The attack flow involves:
- Authenticating to the iDS6 DSSPro system with a low-privileged account
- Opening the browser's developer console (F12)
- Identifying and invoking privileged JavaScript functions exposed in the application
- Executing unauthorized operations such as user creation or permission modification
For detailed technical analysis and proof-of-concept information, refer to the Zero Science Vulnerability Advisory ZSL-2020-5608 and Exploit-DB #48992.

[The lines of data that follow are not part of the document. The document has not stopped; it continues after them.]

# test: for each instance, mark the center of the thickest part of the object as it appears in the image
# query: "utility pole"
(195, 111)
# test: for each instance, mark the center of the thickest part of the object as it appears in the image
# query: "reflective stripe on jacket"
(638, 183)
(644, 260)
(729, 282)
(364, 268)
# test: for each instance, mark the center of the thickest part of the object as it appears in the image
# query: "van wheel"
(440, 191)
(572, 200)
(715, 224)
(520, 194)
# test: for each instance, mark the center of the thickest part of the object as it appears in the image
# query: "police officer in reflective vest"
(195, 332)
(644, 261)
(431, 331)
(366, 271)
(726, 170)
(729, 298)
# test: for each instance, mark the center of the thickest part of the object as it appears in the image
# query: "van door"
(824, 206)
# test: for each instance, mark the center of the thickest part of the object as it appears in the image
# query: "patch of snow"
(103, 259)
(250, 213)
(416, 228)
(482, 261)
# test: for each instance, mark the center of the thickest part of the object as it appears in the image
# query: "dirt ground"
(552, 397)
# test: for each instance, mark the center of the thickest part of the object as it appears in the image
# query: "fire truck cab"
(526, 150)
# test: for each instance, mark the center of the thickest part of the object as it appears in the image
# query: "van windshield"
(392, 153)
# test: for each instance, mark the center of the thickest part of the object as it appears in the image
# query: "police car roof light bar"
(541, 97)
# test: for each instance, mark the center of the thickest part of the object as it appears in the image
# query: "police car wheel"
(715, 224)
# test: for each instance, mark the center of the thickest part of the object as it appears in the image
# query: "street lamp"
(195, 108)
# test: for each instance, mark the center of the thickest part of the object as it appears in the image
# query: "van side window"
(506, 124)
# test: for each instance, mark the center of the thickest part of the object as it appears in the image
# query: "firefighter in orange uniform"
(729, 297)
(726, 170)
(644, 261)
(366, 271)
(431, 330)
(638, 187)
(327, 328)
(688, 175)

Detection Methods for CVE-2020-36920
Indicators of Compromise
- Unexpected user account creation or modifications in the iDS6 DSSPro administrative logs
- API calls to user management endpoints from non-administrator sessions
- Browser console activity logs showing direct invocation of administrative JavaScript functions
- Unauthorized changes to user roles or permissions without corresponding admin audit entries
Detection Strategies
- Monitor API endpoint access patterns to identify privilege escalation attempts from low-privileged users
- Implement logging for all user management operations and alert on anomalous activity patterns
- Deploy web application firewalls (WAF) to detect and block unauthorized API requests to administrative endpoints
- Review iDS6 DSSPro application logs for user creation or permission modification events that don't correlate with administrator sessions
Monitoring Recommendations
- Enable comprehensive audit logging for all authentication and authorization events within the digital signage system
- Configure alerts for any user account changes or permission modifications performed outside normal administrative workflows
- Monitor network traffic to the iDS6 DSSPro server for unusual API call patterns or elevated request volumes to sensitive endpoints
How to Mitigate CVE-2020-36920
Immediate Actions Required
- Restrict network access to iDS6 DSSPro systems to trusted networks and administrators only
- Review and audit all existing user accounts for unauthorized accounts or privilege escalations
- Implement network-level access controls to limit who can authenticate to the system
- Consider temporarily disabling the system if it handles sensitive content until proper mitigations are in place
Patch Information
No vendor patch information is currently available for this vulnerability. Organizations should contact the vendor directly for remediation guidance and monitor security advisories for updates. Additional technical details can be found in the VulnCheck Advisory and IBM X-Force Vulnerability #191260.
Workarounds
- Implement a reverse proxy or web application firewall in front of the iDS6 DSSPro system to enforce server-side authorization checks
- Restrict access to the digital signage system to only trusted administrators and networks
- Disable or block access to browser developer tools through endpoint management solutions where possible
- Segment the iDS6 DSSPro system on an isolated network with strict access controls
# Network segmentation example - restrict access to iDS6 DSSPro system
# Add firewall rules to limit access to trusted administrator IPs only
iptables -A INPUT -p tcp --dport 80 -s 192.168.1.0/24 -j ACCEPT
iptables -A INPUT -p tcp --dport 443 -s 192.168.1.0/24 -j ACCEPT
iptables -A INPUT -p tcp --dport 80 -j DROP
iptables -A INPUT -p tcp --dport 443 -j DROP
Disclaimer: This content was generated using AI. While we strive for accuracy, please verify critical information with official sources.